His discussion of Jewish lawyers who sought to ameliorate the position of Jews through the judicial framework is the most interesting section of the book

His discussion of Jewish lawyers who sought to ameliorate the position of Jews through the judicial framework is the most interesting section of the book. Pavlov's Physiology Factory: Experiment, Interpretation, Laboratory Enterprise

About the Department.

Russian physiologist and Nobel Prize winner Ivan Pavlov is most famous for his development of the concept of the conditional reflex and the classic experiment in which he trained a dog to salivate at the sound of a bell. In Pavlov's Physiology Factory: Experiment, Interpretation, Laboratory Enterprise, Daniel P. Todes explores Pavlov's early work in digestive physiology through the structures and practices of his landmark laboratory―the physiology department of the Imperial Institute for Experimental Medicine.

In Lectures on the Work of the Main Digestive Glands, for which Pavlov won the Nobel Prize in 1904, the scientist frequently referred to the experiments of his coworkers and stated that his conclusions reflected "the deed of the entire laboratory." This novel claim caused the prize committee some consternation. Was he alone deserving of the prize? Examining the fascinating content of Pavlov's scientific notes and correspondence, unpublished memoirs, and laboratory publications, Pavlov's Physiology Factory explores the importance of Pavlov's directorship of what the author calls a "physiology factory" and illuminates its relationship to Pavlov's Nobel Prize-winning work and the research on conditional reflexes that followed it.

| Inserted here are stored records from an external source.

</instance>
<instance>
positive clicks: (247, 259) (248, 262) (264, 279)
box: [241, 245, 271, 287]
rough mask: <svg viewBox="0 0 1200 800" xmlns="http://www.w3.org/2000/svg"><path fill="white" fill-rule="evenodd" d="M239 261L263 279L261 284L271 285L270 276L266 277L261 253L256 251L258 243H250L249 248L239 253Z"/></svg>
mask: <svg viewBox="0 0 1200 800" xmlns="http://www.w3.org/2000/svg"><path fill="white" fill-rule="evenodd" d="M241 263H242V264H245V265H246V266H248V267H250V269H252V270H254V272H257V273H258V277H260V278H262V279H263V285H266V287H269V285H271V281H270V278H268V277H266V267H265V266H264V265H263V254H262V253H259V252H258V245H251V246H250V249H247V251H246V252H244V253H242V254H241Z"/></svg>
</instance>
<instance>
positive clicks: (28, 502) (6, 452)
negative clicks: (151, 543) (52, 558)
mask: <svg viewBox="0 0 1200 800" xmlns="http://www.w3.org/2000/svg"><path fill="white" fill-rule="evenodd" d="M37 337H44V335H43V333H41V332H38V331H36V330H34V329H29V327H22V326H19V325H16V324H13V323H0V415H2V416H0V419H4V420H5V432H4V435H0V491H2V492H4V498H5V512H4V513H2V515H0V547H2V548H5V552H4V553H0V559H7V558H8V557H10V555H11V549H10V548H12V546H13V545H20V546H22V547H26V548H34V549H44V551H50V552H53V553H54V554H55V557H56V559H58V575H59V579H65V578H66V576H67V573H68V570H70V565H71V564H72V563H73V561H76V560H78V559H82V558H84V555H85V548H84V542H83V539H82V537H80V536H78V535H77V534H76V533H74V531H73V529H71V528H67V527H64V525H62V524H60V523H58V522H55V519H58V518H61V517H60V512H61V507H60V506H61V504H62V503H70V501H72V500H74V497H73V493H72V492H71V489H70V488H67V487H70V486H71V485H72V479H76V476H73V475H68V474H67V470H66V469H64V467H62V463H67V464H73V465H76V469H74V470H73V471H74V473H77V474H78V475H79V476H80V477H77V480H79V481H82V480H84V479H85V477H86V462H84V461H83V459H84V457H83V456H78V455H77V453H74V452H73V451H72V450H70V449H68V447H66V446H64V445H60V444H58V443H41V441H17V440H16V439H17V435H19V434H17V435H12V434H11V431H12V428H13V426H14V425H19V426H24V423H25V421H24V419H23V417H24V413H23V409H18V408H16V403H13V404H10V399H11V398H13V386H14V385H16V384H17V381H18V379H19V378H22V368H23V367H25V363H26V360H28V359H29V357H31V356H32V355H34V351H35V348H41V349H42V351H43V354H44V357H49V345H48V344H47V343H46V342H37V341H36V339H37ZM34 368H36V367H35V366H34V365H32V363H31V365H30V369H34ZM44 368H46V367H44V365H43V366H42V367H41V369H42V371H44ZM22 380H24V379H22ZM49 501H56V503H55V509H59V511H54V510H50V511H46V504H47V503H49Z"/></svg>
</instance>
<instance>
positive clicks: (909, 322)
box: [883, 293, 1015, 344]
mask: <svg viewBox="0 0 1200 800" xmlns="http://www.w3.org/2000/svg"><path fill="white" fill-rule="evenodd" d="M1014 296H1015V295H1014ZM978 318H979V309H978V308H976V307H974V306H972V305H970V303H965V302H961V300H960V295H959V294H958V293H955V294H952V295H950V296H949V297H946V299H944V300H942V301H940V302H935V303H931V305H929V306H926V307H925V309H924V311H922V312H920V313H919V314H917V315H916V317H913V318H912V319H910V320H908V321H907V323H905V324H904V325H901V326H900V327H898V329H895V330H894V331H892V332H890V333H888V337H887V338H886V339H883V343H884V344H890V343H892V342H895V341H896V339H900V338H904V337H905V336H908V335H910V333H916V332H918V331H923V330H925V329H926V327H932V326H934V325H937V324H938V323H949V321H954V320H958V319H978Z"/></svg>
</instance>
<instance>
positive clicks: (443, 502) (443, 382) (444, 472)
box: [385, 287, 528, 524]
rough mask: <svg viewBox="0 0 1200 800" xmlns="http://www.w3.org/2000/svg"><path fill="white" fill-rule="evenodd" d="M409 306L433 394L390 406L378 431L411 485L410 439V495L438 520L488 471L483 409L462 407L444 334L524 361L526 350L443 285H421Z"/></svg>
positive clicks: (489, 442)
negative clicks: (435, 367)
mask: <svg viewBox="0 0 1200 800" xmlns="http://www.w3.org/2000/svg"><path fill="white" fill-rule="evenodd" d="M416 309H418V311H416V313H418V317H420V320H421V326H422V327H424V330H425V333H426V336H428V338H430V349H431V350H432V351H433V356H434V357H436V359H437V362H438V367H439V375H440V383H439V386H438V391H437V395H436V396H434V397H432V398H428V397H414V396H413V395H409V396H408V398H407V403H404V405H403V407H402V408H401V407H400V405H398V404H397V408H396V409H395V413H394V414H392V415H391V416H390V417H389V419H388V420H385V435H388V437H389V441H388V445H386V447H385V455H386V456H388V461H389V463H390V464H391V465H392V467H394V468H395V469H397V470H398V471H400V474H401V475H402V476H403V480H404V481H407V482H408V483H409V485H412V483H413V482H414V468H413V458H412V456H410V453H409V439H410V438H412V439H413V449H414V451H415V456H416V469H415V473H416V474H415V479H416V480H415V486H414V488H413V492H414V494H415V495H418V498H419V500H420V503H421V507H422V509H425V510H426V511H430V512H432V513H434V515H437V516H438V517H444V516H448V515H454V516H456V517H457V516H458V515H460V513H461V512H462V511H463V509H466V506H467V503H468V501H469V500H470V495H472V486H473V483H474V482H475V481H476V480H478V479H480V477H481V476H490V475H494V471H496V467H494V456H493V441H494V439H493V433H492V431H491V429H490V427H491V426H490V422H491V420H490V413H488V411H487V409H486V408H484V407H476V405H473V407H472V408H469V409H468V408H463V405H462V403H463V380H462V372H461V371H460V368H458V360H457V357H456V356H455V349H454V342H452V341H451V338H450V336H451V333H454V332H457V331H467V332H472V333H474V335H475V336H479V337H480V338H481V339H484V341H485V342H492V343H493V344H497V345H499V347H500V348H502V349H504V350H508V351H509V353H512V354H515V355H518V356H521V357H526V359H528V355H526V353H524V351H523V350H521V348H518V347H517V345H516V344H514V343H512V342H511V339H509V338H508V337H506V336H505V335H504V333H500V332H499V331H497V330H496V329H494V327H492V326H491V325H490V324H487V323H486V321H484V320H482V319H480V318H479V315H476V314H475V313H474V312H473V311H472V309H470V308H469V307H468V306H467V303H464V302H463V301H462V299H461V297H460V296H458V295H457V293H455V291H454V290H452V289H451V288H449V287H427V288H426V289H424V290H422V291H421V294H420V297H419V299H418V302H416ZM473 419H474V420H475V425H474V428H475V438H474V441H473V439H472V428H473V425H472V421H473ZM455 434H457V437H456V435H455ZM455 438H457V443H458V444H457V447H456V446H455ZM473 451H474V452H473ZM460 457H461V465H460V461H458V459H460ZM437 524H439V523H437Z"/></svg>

Todes looks at Pavlov's performance in his various roles as laboratory manager, experimentalist, entrepreneur, and scientific visionary. He discusses changes wrought by government and commercial interests in science and sheds light on the pathways of scientific development in Russia―making clear Pavlov's personal achievements while also examining his style of laboratory management. Pavlov's Physiology Factory thus addresses issues of importance to historians of science and scientists today: "big" versus "small" science, the dynamics of experiment and interpretation, and the development of research cultures.

  • Corgustari
I am not sure if it is worth the money.
It provides a historical account, in context, of Pavlov's legacy.
The information is not necessarily richer than what one may access from the web.
  • fabscf
Dr. Todes's exhaustive study of Ivan Pavlov's laboratory from 1891 to 1904 illustrates the transformation of a lone-investigator to the manager of a large team of scientists all contributing data, experiments, and methods to a larger body of work. This change in scientific style is characeristic of the professionalization of scientific careers in the late nineteenth and early twentieth centuries, and has much to say about the origins of current laboratory enterprises with teams of technicians, research assistants, graduate students, and post-doctoral scientists all working under a single senior scientist. Todes's detailed analysis of letters, laboratory notebooks, and archival collections in Russia makes this the definitive work in English on Ivan Pavlov's work. It is limited to the work on digestion that earned Pavlov the Nobel Prize, but does not provide a complete account of the work on conditioned reflexes for which Pavlov is now most famous, a subject that the author may have chosen to save for a larger biography of Pavlov. Nonetheless, if we want to understand how a previously obscure physiologist became the leader of a world-class research institute, using the Russian royal family for support, Todes's work is the place to start. Definitive and well worth reading!